Researchers Develop Stretchable, Glowing Robot Skin

A group of graduate students from Cornell University have developed a unique electroluminescent skin that can be stretched to almost six times its actual size, but still produces light even under increased amounts of strain. This latest breakthrough holds the potential to transform a wide range of industries, including health care, electronic communication, and transportation.

The research group of Rob Shepherd, assistant professor of mechanical and aerospace engineering, has developed a highly stretchable electroluminescent skin capable of stretching to nearly six times its original size while still emitting light. The group’s work is documented in a paper published online March 3 in the journal Science. Credit: Chris Larson

The study was headed by Rob Shepherd, an assistant professor of mechanical and aerospace engineering.
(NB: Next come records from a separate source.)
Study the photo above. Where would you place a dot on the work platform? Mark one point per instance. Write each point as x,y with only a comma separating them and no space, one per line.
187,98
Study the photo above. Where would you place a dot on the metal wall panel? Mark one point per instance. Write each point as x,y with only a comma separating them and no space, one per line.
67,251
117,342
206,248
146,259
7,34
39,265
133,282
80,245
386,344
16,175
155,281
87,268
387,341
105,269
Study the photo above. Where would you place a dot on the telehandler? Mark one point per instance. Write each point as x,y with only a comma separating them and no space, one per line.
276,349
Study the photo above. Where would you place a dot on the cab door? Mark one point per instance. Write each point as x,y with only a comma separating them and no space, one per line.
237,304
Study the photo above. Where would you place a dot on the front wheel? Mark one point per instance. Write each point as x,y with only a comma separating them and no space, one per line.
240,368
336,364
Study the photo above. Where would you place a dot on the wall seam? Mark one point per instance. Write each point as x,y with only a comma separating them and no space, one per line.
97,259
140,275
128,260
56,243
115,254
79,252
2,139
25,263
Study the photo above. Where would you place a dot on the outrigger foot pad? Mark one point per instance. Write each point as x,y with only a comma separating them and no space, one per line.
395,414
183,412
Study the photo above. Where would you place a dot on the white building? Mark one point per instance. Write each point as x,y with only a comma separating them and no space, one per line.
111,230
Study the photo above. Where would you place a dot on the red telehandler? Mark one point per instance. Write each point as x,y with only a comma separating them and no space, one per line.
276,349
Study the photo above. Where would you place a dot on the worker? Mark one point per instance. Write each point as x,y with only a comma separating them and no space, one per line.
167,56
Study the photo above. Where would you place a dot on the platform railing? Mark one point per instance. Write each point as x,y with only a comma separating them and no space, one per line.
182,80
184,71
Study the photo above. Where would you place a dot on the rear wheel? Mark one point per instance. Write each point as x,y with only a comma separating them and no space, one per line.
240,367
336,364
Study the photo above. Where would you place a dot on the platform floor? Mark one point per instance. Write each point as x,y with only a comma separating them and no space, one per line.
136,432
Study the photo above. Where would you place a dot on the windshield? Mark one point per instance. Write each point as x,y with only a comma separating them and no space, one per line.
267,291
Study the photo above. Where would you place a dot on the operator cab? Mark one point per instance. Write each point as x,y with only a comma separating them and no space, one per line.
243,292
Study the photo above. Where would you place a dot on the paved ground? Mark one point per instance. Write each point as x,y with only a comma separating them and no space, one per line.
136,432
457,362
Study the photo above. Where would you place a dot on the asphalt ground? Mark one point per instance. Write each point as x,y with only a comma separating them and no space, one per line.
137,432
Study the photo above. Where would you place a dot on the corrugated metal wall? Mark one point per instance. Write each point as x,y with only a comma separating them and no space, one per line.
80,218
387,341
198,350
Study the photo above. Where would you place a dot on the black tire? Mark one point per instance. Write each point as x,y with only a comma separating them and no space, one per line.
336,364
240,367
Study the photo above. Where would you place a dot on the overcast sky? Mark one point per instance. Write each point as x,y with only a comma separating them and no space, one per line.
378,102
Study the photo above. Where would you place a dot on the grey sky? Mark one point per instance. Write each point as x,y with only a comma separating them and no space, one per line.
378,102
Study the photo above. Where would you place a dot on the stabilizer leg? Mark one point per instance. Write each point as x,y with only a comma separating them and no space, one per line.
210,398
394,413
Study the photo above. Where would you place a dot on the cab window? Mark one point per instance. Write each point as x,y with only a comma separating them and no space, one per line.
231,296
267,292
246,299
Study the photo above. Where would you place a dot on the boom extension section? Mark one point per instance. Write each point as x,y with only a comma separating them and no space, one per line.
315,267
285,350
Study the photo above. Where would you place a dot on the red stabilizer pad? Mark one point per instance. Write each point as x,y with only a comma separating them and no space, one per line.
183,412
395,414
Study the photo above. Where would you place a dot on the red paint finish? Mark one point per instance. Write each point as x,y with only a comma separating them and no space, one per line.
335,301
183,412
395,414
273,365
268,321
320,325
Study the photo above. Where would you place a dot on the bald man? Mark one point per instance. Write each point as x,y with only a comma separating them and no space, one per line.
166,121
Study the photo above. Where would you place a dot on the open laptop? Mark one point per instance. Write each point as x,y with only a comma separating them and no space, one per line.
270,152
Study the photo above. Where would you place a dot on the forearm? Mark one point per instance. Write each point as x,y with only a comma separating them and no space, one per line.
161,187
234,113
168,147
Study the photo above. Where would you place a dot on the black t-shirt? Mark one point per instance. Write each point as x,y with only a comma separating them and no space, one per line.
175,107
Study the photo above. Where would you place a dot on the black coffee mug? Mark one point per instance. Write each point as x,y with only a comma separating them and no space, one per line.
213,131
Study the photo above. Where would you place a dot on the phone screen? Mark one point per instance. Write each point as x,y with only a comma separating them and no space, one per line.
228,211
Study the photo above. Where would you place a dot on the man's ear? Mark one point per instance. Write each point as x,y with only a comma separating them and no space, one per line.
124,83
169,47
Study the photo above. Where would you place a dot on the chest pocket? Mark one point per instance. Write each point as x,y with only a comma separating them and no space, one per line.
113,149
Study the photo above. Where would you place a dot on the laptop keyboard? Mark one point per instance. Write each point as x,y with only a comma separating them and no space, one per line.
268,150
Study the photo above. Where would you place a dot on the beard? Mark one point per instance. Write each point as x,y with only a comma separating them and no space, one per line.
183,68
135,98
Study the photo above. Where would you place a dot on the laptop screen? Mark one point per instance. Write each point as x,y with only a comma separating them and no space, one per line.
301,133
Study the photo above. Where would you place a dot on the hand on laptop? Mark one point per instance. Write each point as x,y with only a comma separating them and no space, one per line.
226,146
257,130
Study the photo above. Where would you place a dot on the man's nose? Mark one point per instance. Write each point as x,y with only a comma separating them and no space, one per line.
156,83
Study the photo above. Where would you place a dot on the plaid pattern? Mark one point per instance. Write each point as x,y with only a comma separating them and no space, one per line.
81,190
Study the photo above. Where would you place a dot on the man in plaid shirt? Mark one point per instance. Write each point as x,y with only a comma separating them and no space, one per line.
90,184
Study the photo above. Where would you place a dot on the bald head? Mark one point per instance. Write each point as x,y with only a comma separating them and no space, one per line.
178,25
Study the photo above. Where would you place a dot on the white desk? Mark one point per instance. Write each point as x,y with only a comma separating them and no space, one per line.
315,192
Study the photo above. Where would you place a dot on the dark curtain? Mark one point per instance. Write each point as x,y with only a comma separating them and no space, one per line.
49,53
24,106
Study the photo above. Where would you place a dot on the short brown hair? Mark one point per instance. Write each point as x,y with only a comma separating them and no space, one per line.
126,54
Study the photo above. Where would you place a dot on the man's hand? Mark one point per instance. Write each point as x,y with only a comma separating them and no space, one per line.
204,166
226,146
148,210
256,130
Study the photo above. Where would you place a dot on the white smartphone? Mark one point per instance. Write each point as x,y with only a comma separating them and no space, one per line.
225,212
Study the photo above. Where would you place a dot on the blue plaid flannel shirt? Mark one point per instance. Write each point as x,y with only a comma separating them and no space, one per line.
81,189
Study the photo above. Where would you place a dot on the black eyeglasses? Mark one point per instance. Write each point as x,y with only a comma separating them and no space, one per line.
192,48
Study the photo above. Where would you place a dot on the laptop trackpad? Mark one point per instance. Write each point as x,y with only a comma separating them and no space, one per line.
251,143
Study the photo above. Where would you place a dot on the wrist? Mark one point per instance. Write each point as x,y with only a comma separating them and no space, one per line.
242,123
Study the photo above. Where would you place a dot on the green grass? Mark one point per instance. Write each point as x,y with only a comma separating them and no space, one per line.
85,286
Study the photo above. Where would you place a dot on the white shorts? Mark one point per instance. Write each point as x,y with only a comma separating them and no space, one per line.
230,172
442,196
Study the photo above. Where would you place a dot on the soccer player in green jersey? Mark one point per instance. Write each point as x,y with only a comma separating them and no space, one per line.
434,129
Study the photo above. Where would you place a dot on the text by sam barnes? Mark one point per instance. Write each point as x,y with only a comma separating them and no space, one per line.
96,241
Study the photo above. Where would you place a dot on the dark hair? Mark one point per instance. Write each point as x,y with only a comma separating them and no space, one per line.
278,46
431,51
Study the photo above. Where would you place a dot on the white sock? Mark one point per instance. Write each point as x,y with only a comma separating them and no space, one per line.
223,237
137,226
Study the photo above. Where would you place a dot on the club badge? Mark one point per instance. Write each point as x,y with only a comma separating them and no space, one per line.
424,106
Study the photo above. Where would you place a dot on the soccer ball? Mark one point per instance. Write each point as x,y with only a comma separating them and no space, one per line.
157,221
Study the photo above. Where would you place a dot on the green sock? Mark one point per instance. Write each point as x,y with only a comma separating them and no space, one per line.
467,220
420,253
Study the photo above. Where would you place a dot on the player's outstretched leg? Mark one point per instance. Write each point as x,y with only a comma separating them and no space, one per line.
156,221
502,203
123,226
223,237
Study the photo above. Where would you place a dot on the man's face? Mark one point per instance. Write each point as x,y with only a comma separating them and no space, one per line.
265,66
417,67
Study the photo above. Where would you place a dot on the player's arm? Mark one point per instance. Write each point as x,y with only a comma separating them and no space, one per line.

An autonomous vehicle integrated with a data display interface that can be modified to suit the needs of passengers, or a health care robot that shows the pulse and temperature of a patient and responds to a patient’s mood are considered to be futuristic ideas even in this time of next generation electronics, like smartphones and other similar devices.

This material can stretch with the body of a soft robot, and that’s what our group does. It allows robots to change their color, and it also allows displays to change their shape.

Rob Shepherd, Assistant Professor, Mechanical and Aerospace Engineering, Cornell University

Compared to the earlier tested stretchable displays, the newly developed hyper-elastic light-emitting capacitor, also known as HLEC, is capable of withstanding increased amounts of strain. The HLEC includes transparent layers of hydrogel electrodes that accommodate an insulating dielectric elastomer sheet. When the elastomer is rolled, expanded, and deformed, it changes capacitance and luminance.

A demonstration of electroluminescent skin

We can take these pixels that change color and put them on these robots, and now we have the ability to change their color. Why is that important? For one thing, when robots become more and more a part of our lives, the ability for them to have emotional connection with us will be important. So to be able to change their color in response to mood or the tone of the room we believe is going to be important for human-robot interactions.

Rob Shepherd, Assistant Professor, Mechanical and Aerospace Engineering, Cornell University

In addition to emitting light under increased strain, amounting to more than 480% its original size, the HLEC can also be incorporated in a soft robotic system. In order to develop a crawling soft robot the team combined three 6-layer HLEC panels, with the bottom two layers acting as pneumatic actuators and the top four layers serving as the light-up skin. The chambers were deflated and inflated in an alternate way, and the resulting curvature produced a rolling “walking” motion.

Shepherd acknowledged the contributions of four graduate students, Bryan Peele, Sanlin Robinson, Shuo Li and Chris Larson, for developing this unique idea for the material. Except for Li, others attended Shepherd’s Rheology and Processing of Soft Materials class way back in spring 2014. It is during this time that the idea for the material was conceptualized.

They would say something like, ‘OK, we have a single pixel that can stretch 500 percent in length.’ And so I’d say, ‘That’s cool, but what is the application for it?’ And that’s the biggest thing – you can have something cool, but you need to find a reason to use it.

Rob Shepherd, Assistant Professor, Mechanical and Aerospace Engineering, Cornell University

Apart from the four graduate students, all other members of the Shepherd Group also contributed towards the study. These included Barbara Mazzolai, Lucia Beccai and Massimo Tottaro of the Italian Institute of Technology’s Center for Micro-BioRobotics, a well-known expert in robotics study. Shepherd initially met Mazzolai and Beccai at a conference a couple of years ago, and this study marks their first collaboration.

The paper titled, “Highly Stretchable Electroluminescent Skin for Optical Signaling and Tactile Sensing,” has been reported in the Science journal.

While Shepherd admitted to “not being very fashion-forward,” wearable electronics is yet another promising application for the novel material. In current wearable technology, hard electronics have to be placed onto a soft base, such as a Fitbit or an Apple Watch, but this latest discovery holds promise for designing advanced devices that completely conform to the shape of a wearer.

You could have a rubber band that goes around your arm that also displays information. You could be in a meeting and have a rubber band-like device on your arm and could be checking your email. That’s obviously in the future, but that’s the direction we’re looking in.

Chris Larson, Graduate Student, Cornell University

In addition to the electroluminescent skin, the team has also created a stretchable and lightweight material with a memory foam consistency, which could possibly be used in artificial organs, prosthetic body parts, and soft robotic systems.

The study was funded by two grants from the National Science Foundation as well as a grant from the Army Research Office, a 2015 award from the Air Force Office of Scientific Research.